Ah, but not for the reasons you're thinking. The problem was author's rights, not human rights.
Long story short--and do read Jones for the long version--Next's new AD was intrigued by something he saw in Tel Aviv: an adaptation by an Israeli writer (Boaz Gaon) of a novel, Return to Haifa, by the long deceased Palestinian activist, Ghassan Kanafani. That the play got on at all in Israel--back in 2008--was a kind of miracle, given what Goan had to do to get permission from Kanafani's estate and persuade Israeli audiences to come. (Part of the controversy involves alterations/additions Goan has made to the original story to make it more "balanced.") The essentials of the novel are as follows:
Penned in 1969, "Return to Haifi" is the story of two couples — one Israeli, one Palestinian — that ignites during the Arab-Israeli war in 1948, and it involves the Jewish couple raising a Palestinian baby, abandoned and forlorn in the wartime strife, as their own. In the play, the Palestinian couple returns to Haifa after the opening of the borders, following the Israeli victory in the Six Day War in 1967. They find their child fighting in the Israeli army, as well as the Jewish couple who were once themselves refugees and who surely saved the child's life.So the play goes on in Tel Aviv and is a big success. So far, so good. Nice to see theatre reaching out and building bridges amidst violent conflict.

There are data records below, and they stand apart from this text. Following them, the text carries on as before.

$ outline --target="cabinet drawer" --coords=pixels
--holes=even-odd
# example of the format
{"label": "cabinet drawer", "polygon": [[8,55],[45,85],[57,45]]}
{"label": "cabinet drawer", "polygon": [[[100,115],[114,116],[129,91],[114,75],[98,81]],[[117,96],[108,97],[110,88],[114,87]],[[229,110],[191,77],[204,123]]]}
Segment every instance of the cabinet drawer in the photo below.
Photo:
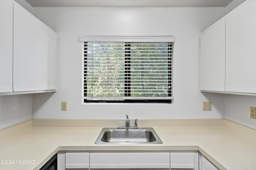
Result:
{"label": "cabinet drawer", "polygon": [[202,157],[202,167],[201,170],[218,170],[214,166],[208,161],[204,156]]}
{"label": "cabinet drawer", "polygon": [[170,168],[170,153],[91,153],[90,169]]}
{"label": "cabinet drawer", "polygon": [[170,168],[194,169],[194,153],[191,152],[171,152]]}
{"label": "cabinet drawer", "polygon": [[66,168],[89,168],[89,153],[66,153]]}

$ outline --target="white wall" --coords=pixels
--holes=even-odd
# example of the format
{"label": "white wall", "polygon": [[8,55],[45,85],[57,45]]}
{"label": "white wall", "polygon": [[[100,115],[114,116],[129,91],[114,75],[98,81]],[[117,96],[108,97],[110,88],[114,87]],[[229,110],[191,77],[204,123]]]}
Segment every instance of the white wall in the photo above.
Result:
{"label": "white wall", "polygon": [[245,1],[246,0],[233,0],[225,8],[225,14],[227,14]]}
{"label": "white wall", "polygon": [[224,117],[256,129],[256,119],[250,118],[250,107],[256,107],[256,96],[226,95],[225,96]]}
{"label": "white wall", "polygon": [[28,4],[25,0],[14,0],[21,6],[27,10],[29,12],[34,14],[34,7]]}
{"label": "white wall", "polygon": [[[36,16],[59,36],[58,92],[33,96],[36,119],[222,118],[224,97],[199,90],[200,33],[223,16],[224,8],[35,8]],[[82,35],[174,35],[174,102],[82,104]],[[212,101],[212,111],[202,111]],[[67,111],[61,102],[67,102]]]}
{"label": "white wall", "polygon": [[0,96],[0,129],[32,118],[32,95]]}

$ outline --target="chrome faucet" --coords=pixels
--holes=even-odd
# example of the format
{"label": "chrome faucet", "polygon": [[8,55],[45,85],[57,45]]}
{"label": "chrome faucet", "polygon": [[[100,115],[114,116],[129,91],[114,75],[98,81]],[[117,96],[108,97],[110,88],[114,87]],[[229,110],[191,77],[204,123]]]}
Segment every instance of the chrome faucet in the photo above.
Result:
{"label": "chrome faucet", "polygon": [[135,121],[134,121],[134,127],[138,127],[138,119],[135,119]]}
{"label": "chrome faucet", "polygon": [[125,126],[126,127],[130,127],[130,119],[128,117],[128,115],[126,115],[126,119],[125,121]]}
{"label": "chrome faucet", "polygon": [[130,127],[130,119],[129,117],[128,117],[128,115],[126,115],[126,119],[125,120],[125,126],[124,127],[117,127],[117,129],[139,129],[138,127],[137,122],[138,119],[136,119],[134,122],[135,125],[134,127]]}

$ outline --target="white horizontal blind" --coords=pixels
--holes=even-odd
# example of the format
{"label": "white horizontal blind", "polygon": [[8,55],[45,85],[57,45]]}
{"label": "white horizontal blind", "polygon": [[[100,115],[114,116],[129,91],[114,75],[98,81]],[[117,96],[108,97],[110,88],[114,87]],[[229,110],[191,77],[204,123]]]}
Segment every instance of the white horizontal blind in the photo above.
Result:
{"label": "white horizontal blind", "polygon": [[168,42],[84,42],[85,102],[170,101],[173,48]]}

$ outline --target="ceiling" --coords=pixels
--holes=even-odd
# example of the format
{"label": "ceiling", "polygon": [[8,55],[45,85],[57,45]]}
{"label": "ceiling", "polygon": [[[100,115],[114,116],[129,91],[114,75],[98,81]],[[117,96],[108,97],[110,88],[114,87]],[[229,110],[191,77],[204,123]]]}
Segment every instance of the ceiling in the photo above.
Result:
{"label": "ceiling", "polygon": [[26,0],[33,7],[225,7],[233,0]]}

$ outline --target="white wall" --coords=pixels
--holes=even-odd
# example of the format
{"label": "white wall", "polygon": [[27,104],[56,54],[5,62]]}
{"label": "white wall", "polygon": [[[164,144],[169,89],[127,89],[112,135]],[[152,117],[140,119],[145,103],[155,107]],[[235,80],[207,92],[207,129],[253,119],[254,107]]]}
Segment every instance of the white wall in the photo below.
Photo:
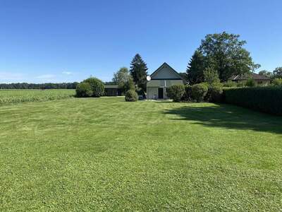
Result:
{"label": "white wall", "polygon": [[158,88],[157,87],[147,88],[147,96],[149,100],[154,100],[159,98]]}

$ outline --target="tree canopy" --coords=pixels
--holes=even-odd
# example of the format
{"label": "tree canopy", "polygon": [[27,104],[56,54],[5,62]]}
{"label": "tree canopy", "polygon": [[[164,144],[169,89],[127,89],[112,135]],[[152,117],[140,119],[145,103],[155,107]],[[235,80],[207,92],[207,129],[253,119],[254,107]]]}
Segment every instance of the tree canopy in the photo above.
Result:
{"label": "tree canopy", "polygon": [[133,78],[133,81],[142,89],[142,92],[146,91],[147,70],[147,64],[142,59],[141,56],[137,54],[131,61],[130,72]]}
{"label": "tree canopy", "polygon": [[259,67],[243,47],[246,41],[239,38],[239,35],[226,32],[206,35],[187,69],[190,83],[203,81],[204,71],[207,68],[216,70],[219,79],[226,81],[233,75],[247,73]]}
{"label": "tree canopy", "polygon": [[122,67],[114,73],[113,82],[118,85],[118,88],[123,94],[128,90],[134,89],[133,77],[126,67]]}
{"label": "tree canopy", "polygon": [[192,84],[204,81],[204,57],[202,52],[196,50],[187,66],[187,78]]}
{"label": "tree canopy", "polygon": [[282,67],[277,67],[273,71],[274,78],[282,78]]}

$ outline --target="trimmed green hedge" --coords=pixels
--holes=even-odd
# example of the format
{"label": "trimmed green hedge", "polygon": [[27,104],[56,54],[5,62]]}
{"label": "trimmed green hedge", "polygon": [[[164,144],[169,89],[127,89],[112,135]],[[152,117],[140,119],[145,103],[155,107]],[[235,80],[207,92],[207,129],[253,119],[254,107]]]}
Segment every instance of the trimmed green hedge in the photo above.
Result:
{"label": "trimmed green hedge", "polygon": [[224,89],[226,103],[282,115],[282,87],[255,87]]}

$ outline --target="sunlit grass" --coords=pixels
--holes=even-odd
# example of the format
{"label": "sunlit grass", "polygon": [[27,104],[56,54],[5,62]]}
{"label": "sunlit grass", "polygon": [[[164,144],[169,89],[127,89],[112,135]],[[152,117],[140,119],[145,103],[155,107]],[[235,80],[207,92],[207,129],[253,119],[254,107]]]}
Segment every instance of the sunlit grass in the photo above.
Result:
{"label": "sunlit grass", "polygon": [[0,211],[274,211],[282,119],[228,105],[0,107]]}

But then there's the conflict of lawyers, estates, protective agents and careless artists!
Sutherland--rightly--senses a hot property for his new perch and begins trying to secure rights. Problem is, Kanafani's family only authorized Goan's translation of the play--into Hebrew. Both Goan and the Kanafanis objected to a second-degree English translation of the previous translation. And the rights for translating the Arabic into English were not exactly being given away. Still, not deterred, Sutherland took a gamble and proceeded to plan, rehearse, and actually perform an English version in Evanston (to decent reviews and reception) without ever securing the English language rights in writing. An attempt to enlist a new playwright to take credit for what was claimed to be an independent work has not convinced the principal players.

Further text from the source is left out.